Veganer: Die Umstellung wäre logischerweise ein längerer Prozess. So was geht natürlich nicht in ein paar Wochen. Aber es muss endlich ein Bewusstsein dafür geschaffen werden, dass Tiere genauso Gefühle haben wie Menschen – und ihr Leben nicht weniger wert ist. Und außerdem, kriegst Du das ja auch nicht mit, wie Tiere in Schlachtbetrieben unter miserablen Bedingungen ihr Leben lassen, teilweise sogar gefoltert und misshandelt werden. Geht Dir das nicht an die Substanz, wenn Du sowas mitkriegst?
Fleischfresser: Im Großen und Ganzen kann man da nur von Einzelfällen sprechen – das ist sicherlich kein Normalzustand. Bei all den Regulierungen und Standards, die wir mittlerweile haben. Du kannst mir glauben, dass ich Tiere wirklich gern hab – und ihnen nix Schlechtes wünsche. Aber dass ihr Leben nicht weniger wert sei wie das eines Menschen, kann ich persönlich nur als Schwachsinn abstempeln. Überleg doch mal: Hast Du noch nie eine Fliege erschlagen? Oder eine Mücke? Vermutlich ja… Was mich zudem schon lange interessiert: Musst Du eigentlich irgendwelche Nahrungsergänzungsmittel schlucken, weil das Soja-Futter nicht annähernd alle wichtigen Nährstoffe enthält?

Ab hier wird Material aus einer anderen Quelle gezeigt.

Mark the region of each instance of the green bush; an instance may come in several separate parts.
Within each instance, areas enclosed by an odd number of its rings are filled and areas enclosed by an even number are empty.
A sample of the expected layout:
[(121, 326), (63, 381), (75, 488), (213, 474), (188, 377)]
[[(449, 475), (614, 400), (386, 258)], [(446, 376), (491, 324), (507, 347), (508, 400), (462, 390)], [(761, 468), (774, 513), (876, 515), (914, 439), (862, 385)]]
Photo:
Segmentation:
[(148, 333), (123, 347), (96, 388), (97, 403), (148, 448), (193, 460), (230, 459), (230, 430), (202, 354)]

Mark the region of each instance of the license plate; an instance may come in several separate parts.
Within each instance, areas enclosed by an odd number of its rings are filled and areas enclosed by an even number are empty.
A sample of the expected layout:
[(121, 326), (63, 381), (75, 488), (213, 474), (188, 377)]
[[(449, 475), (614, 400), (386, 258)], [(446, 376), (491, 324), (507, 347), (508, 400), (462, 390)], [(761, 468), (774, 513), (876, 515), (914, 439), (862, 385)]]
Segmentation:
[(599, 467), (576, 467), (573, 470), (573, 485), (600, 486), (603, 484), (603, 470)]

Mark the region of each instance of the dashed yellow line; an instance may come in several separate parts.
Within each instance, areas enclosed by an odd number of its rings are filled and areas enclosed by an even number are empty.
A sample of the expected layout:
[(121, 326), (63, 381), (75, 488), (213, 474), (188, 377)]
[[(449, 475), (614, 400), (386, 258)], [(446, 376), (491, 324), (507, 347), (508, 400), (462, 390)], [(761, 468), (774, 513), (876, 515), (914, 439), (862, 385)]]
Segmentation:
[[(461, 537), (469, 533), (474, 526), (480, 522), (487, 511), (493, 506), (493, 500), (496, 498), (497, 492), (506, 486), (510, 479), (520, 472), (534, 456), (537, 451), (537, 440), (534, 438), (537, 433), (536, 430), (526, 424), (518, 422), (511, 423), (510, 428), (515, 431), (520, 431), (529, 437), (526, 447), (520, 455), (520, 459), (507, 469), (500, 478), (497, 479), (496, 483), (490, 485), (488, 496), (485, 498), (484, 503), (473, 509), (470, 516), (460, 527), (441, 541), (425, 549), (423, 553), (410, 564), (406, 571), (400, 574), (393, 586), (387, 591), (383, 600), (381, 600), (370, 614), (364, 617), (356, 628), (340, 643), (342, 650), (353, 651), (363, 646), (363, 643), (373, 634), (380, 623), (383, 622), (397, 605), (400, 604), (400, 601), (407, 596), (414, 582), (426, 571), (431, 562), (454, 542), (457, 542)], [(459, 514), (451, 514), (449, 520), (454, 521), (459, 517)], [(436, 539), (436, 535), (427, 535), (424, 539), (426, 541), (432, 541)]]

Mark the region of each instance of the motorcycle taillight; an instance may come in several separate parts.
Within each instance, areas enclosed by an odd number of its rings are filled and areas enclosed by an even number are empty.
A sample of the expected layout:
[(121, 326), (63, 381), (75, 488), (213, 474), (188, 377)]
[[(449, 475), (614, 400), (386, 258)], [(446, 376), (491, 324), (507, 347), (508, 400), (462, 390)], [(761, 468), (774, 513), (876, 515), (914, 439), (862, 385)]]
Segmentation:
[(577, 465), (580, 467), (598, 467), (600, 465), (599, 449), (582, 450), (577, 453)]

Veganer: Natürlich hab ich schon mal eine Fliege erschlagen – aber das ist doch ganz was Anderes. Oder isst Du Fliegen zu Mittag? Zu Deiner Frage: Ich nehm zusätzlich nur Vitamin B12 zu mir – ansonsten kann man sich meiner Meinung nach ausreichend mit allen nötigen Nährstoffen versorgen, sofern man denn über das entsprechende Ernährungswissen verfügt. Die nicht-vegane Ernährung bringt viele negative Folgen für die Umwelt mit sich – und benötigt definitiv mehr Ressourcen als die vegane: Wasser, Land, Luft, Energie und Naturflächen.
„Ihr militanten Missionare bringt doch nur Quatsch unters Volk!“
Fleischfresser: Aha, da ziehst Du also die Grenze, sehr interessant. Denkst Du, die ganzen pubertierenden Mädels, die jeden neusten Schrei mitmachen, verfügen nur annähernd über ‚entsprechendes Ernährungswissen“? Ihr militanten Missionare für vegane Ernährung bringt doch nur Quatsch unters Volk! Niemals würd ich mir das Recht herausnehmen, jemanden verbal oder anderweitig anzugreifen, nur weil er nicht das macht, was ich für richtig halte. Jeder Veganer kann seiner veganen Neigung nachgehen, wie und wann und wo er will. Mich stört das nicht. Aber zwanghaft zu versuchen, in Kreuzritter-Manier die ganze Welt zu bekehren, das geht eindeutig zu weit.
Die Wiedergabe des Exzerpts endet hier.